Dyrektor TPN: nie tylko odstraszanie dzikiej zwierzyny, ważna jest edukacja społeczeństwa
– Dla nas priorytetem jest zarówno dobro niedźwiedzi, jak i bezpieczeństwo ludzi – mieszkańców, turystów oraz lokalnej społeczności – podkreślał Ziobrowski w rozmowie z Radiem Kraków. Jak dodaje, park od lat mierzy się z podobnymi sytuacjami na Podhalu. TPN dysponuje wyspecjalizowanym zespołem interwencyjnym, który przez cały rok patroluje teren i reaguje na konflikty na linii człowiek–dzikie zwierzę.

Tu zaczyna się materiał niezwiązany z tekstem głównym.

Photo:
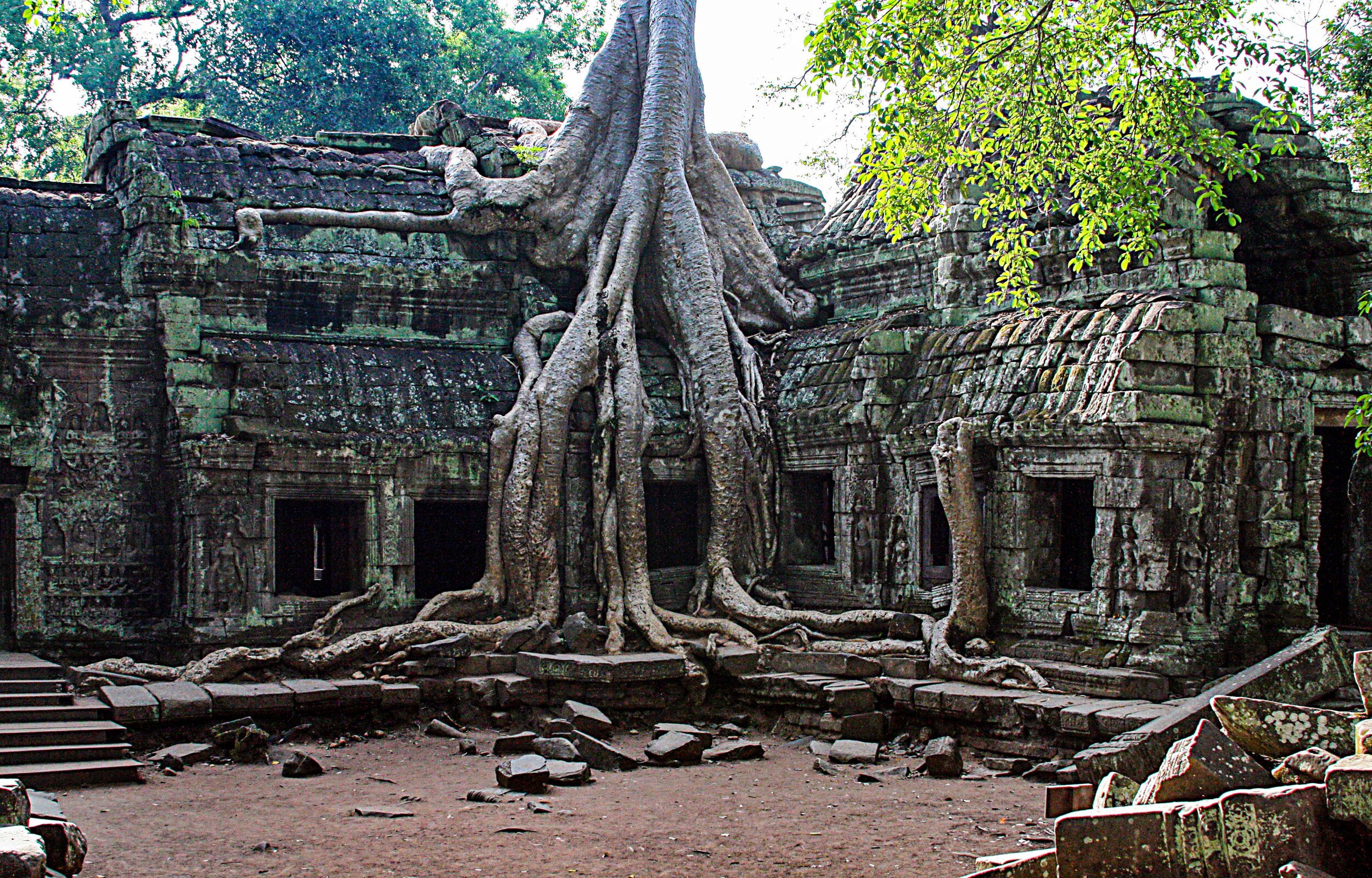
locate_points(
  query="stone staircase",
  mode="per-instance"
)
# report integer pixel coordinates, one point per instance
(51, 739)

Dyrektor zwraca uwagę, że oprócz interwencji konieczne są działania prewencyjne i edukacyjne. – Apelujemy do turystów, by nie dokarmiali dzikich zwierząt, a do mieszkańców, by skutecznie zabezpieczali odpady. To ograniczy ryzyko kolejnych niebezpiecznych sytuacji – zaznacza.

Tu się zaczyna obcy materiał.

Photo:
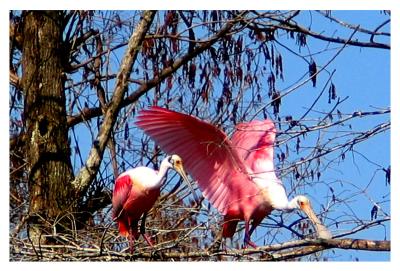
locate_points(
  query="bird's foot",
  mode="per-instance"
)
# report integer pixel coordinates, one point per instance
(248, 242)
(149, 242)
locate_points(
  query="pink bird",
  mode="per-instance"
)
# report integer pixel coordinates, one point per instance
(135, 192)
(237, 176)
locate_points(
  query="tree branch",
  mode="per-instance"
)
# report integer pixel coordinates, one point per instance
(89, 171)
(89, 113)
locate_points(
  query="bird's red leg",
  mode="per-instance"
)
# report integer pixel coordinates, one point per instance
(143, 230)
(247, 234)
(131, 239)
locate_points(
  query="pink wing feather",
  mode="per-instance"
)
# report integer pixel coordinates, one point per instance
(122, 190)
(207, 154)
(254, 142)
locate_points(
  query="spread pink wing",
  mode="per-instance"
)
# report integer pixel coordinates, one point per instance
(122, 190)
(254, 143)
(207, 155)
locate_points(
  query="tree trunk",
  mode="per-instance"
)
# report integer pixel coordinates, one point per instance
(51, 200)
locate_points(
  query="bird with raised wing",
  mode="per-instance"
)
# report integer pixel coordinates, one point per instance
(135, 192)
(236, 175)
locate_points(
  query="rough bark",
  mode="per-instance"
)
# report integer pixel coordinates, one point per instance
(89, 171)
(47, 148)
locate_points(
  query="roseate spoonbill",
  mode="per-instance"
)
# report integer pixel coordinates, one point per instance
(237, 176)
(135, 192)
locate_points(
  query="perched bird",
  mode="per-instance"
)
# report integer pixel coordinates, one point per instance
(135, 192)
(236, 175)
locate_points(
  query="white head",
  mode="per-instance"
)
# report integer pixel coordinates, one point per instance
(303, 203)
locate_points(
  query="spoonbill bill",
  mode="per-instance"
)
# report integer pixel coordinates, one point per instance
(135, 192)
(236, 175)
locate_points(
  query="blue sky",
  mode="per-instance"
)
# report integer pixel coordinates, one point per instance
(362, 74)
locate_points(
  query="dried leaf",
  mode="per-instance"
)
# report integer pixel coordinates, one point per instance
(374, 212)
(312, 68)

Zdaniem TPN skuteczna ochrona niedźwiedzi wymaga również zaangażowania społecznego, dlatego istotna jest współpraca z mieszkańcami i budowanie świadomości, skąd biorą się problemy z drapieżnikami.
Niedźwiedzie z Cisnej mogą trafić w Tatry? Pomysł wiceministra wywołał burzę w sieci
Przypomnijmy, wiceminister klimatu Mikołaj Dorożała poinformował w piątek 11 lipca, że trzy niedźwiedzie z gminy Cisna, na które wydano zgodę na odstrzał, mogłyby zostać przeniesione do Tatrzańskiego Parku Narodowego. Warunkiem relokacji miało być wycofanie przez wójta dokumentów, które umożliwiły GDOŚ wydanie decyzji odstrzałowej.

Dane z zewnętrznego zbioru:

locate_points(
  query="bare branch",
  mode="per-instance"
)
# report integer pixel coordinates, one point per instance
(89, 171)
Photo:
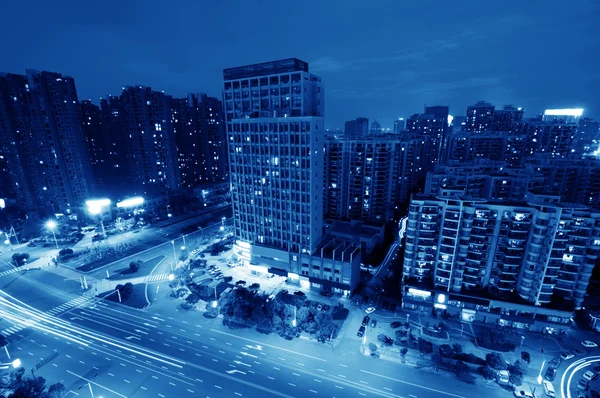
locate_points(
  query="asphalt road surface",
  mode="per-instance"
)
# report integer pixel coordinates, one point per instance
(123, 352)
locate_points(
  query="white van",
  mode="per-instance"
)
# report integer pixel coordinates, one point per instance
(548, 388)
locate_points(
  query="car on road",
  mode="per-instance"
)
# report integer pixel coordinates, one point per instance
(523, 394)
(582, 384)
(579, 351)
(361, 331)
(550, 373)
(589, 375)
(548, 388)
(555, 362)
(567, 355)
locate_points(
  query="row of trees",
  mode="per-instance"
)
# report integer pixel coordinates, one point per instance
(16, 385)
(242, 306)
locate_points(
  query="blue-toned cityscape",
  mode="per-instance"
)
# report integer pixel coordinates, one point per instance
(239, 242)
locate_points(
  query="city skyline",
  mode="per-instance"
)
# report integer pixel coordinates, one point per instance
(383, 72)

Zgoda na odstrzał obowiązuje do końca 2026 roku i została uzasadniona powtarzającymi się incydentami oraz nieskutecznymi próbami odstraszania zwierząt.
Czytaj:
Wpis wywołał falę krytyki w mediach społecznościowych, zareagował m.in. członek Państwowej Rady Ochrony Przyrody dr Robert Maślak. ocenił pomysł jako „więcej niż kontrowersyjny”. Podkreślił, że niedźwiedzie w Cisnej są silnie przyzwyczajone do pokarmu pochodzenia antropogenicznego, co oznacza, że także w Tatrach będą szukać jedzenia w pobliżu ludzi.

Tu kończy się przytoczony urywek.